Friday, August 3, 2012

Lessons from the Lotus

So after 11 months of eating lotus root—since China cooks and serves it many different ways in every province I’ve been to—I learned just last night that there is a very special meaning behind the lotus flower.  My Chinese roommate, Nancy, started explaining it to me, so I did some of my own research this afternoon. “The lotus flower starts as a small flower down at the bottom of a pond in the mud and muck. It slowly grows up towards the water’s surface continually moving towards the light. Once it comes to the surface of the water the lotus flower begins to blossom and turn into a beautiful flower.” My roommate’s explanation was similar, talking of the mud this flower begins in, and how incredible it is that it rises above the water so pure, clean, and beautiful. Its life begins in a less-than-ideal, even harsh, environment, one full of mud and mire; but it pushes through the mud until it breaks through the surface of the water a stunningly beautiful flower. As Nancy explained to me, and as I read more online today about “the lotus flower, bringing beauty and light from the murky darkness at the bottom of the pond,” I instantly pictured my time here in China. Although I was sent here to bring this “beauty and light,” I instead felt covered with mud for most of my time here. I spent so much time being selfish, having a pity party, wishing I could leave, even questioning my faith… I hated who I was becoming, as I felt like the mud of the world and my own selfishness were killing me inside. And yet, somehow—clearly by no effort of my own—I kept being lifted further up, gradually feeling some of the mud falling off of me. And although I do not claim to be a beautiful lotus flower now, nor have I ever felt hat way… I was reminded that God sees me that way. Even when I am the most covered in mud, not having the victory I would like and expect to see in my life, He still sees me as a pure, stunning lotus flower—a flower that He is growing further and further away from the mud, closer and closer to the surface of the water and the Son. And God’s role in all of this… leads me into the next part of this lotus flower description.

After the actual ‘flower’ background, Nancy then explained that the seeds of the lotus root, which live in the very center of all the petals, have another meaning all together. Apparently the name of the seeds in Chinese is pronounced the same as the Chinese phrase that describes parents really loving their children and wanting the best for them.  So there again, I was reminded how much God loves me—just as a parent loves his/her child with that ‘parent love,’ which I know I can’t yet fully grasp. I picture parents who, although their children are quite faulted, see only how good-looking, talented, and wonderful they are. These parents are able, and sometimes even unable not to, see past all their children’s faults and struggles because their love is so deep. But on an even deeper level than this ‘parent love,’ God’s love, through the blood of Jesus, washes away all of that ‘mud’ from His children completely… so much so that He doesn’t even see it covering His lotus flowers. Yes, He lets us go through murky, muddy water at times… but that is only because He loves us and wants His best for us. We may not understand why we have to be at the bottom of the pond, but He always does. So regardless of where we are in the pond—bottom, middle, or top—we are still lotus flowers… and He has created us to be beauty amidst ashes, light in the darkness, spectacular flowers inside a muddy pond. :)

The last part of the lotus flower that Nancy explained to me is the leaves. She said that the round shape of the leaves is supposed to represent family and togetherness. These leaves also have medicinal value that can be compared to the healing nature that being with family can bring. My time in China has really shown me how critical this analogy of the leaves is in my life.
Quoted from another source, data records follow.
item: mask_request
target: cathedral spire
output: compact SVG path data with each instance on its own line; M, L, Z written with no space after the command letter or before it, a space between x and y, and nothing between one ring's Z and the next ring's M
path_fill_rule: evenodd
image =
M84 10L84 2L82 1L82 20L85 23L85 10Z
This year was the first time I was really away from family—my physical family, as well as the family of believers—and this sort of isolation, although I was always surrounded by people, was incredibly hard for me. God reminded me that, although He is ultimately enough to meet all of our needs, He has also created us to live life together as brothers and sisters in Christ—and to really need this support from each other.  

So basically, I—at 25 years old—have finally decided upon my favorite flower. I love the striking metaphor of the lotus flower and am so grateful for the life-changing reminders it brings. No matter how muddy the water is and the flower feels… He still sees, and is carrying up, up, and up… His beautiful lotus flower.